Die Wissenschaftler um Martin Tovee ließen in ihren Studien 23 Frauen und 23 Männer anhand von Bildern die Attraktivität von 60 Frauen bewerten. Dabei wollten sie herausfinden, was einen größeren Einfluss auf eine positive Beurteilung hat: das Verhältnis von Hüft- zu Taillenumfang oder der so genannte Body Mass Index (BMI), der das Verhältnis der Körpergröße zum Gewicht wiedergibt.

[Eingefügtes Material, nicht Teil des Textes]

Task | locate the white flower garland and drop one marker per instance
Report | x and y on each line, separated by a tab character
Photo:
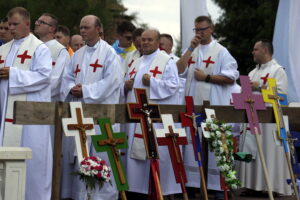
221	142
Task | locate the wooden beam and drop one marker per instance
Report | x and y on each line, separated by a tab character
44	113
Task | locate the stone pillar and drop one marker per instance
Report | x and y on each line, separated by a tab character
13	172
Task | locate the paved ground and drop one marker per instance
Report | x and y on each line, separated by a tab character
236	196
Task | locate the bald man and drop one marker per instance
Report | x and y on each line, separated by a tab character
157	73
45	28
24	76
93	77
76	42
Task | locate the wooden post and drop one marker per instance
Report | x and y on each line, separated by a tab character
57	152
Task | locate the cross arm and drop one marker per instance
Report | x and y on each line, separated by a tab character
40	113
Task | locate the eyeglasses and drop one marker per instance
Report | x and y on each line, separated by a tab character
200	29
4	28
39	22
128	38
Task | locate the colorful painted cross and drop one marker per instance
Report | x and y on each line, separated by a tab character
129	65
265	78
192	120
24	56
171	137
79	127
191	61
276	99
251	103
155	71
144	112
95	65
1	61
111	142
273	97
132	73
77	70
208	61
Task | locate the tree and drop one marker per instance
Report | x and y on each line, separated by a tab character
70	12
242	24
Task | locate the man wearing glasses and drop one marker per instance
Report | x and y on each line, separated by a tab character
124	43
5	34
45	28
24	76
210	73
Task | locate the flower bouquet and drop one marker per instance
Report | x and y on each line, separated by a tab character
221	142
93	171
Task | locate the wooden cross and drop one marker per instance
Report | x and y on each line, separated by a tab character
95	65
132	73
1	61
51	113
168	137
129	65
189	119
80	129
208	61
155	71
272	96
77	70
24	56
191	61
251	103
265	78
111	143
144	112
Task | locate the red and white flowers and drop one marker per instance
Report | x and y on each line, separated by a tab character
94	171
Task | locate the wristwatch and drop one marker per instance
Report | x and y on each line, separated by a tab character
207	78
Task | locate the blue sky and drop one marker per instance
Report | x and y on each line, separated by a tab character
163	14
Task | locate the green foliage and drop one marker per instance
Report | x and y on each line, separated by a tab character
242	24
70	12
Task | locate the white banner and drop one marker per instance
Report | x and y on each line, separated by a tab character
189	10
287	44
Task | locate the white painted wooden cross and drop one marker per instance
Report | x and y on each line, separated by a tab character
79	127
210	114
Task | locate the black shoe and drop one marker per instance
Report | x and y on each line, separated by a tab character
218	195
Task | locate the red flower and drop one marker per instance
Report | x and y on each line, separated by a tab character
99	175
99	168
93	158
102	162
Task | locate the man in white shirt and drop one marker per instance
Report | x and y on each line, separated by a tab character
45	28
25	75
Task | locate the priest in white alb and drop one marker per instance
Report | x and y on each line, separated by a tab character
251	174
94	77
45	28
210	73
156	72
25	68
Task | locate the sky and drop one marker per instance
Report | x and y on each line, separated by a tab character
163	14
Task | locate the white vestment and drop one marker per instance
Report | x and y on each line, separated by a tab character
224	65
100	85
60	58
251	174
160	91
35	83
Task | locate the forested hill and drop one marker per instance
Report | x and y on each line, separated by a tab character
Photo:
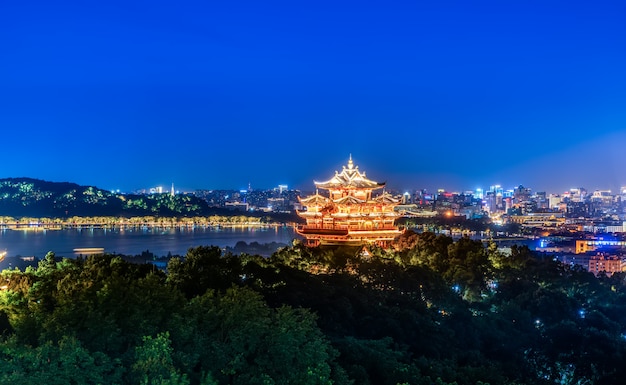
25	197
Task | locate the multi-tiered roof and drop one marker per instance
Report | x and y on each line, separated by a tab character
350	213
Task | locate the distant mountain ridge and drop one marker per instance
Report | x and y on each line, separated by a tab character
27	197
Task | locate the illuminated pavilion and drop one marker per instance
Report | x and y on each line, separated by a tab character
350	214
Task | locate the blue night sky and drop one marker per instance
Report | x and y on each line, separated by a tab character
423	94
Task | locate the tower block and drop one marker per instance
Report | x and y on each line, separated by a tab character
349	213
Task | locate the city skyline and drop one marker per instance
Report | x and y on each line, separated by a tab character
454	96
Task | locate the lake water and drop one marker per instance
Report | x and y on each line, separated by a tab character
133	241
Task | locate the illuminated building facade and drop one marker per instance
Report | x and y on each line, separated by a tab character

Frühere Untersuchungen hatten ergeben, dass die Figur einer Frau die entscheidende Rolle spielt, nicht ihr Gewicht. Doch Tovee und seine Kollegen konnten in ihren Studien zeigen, dass der BMI ein besserer Indikator für Attraktivität darstellt. Der BMI einer erwachsenen Frau sage unmittelbar etwas über ihre Gesundheit und damit über ihre Fortpflanzungsfähigkeit aus, sagen die Forscher. Somit sei es naheliegend, dass auf der Suche nach einer geeigneten Partnerin Größe und Gewicht einer Frau als Attraktivitätsmerkmal ein große Rolle spiele.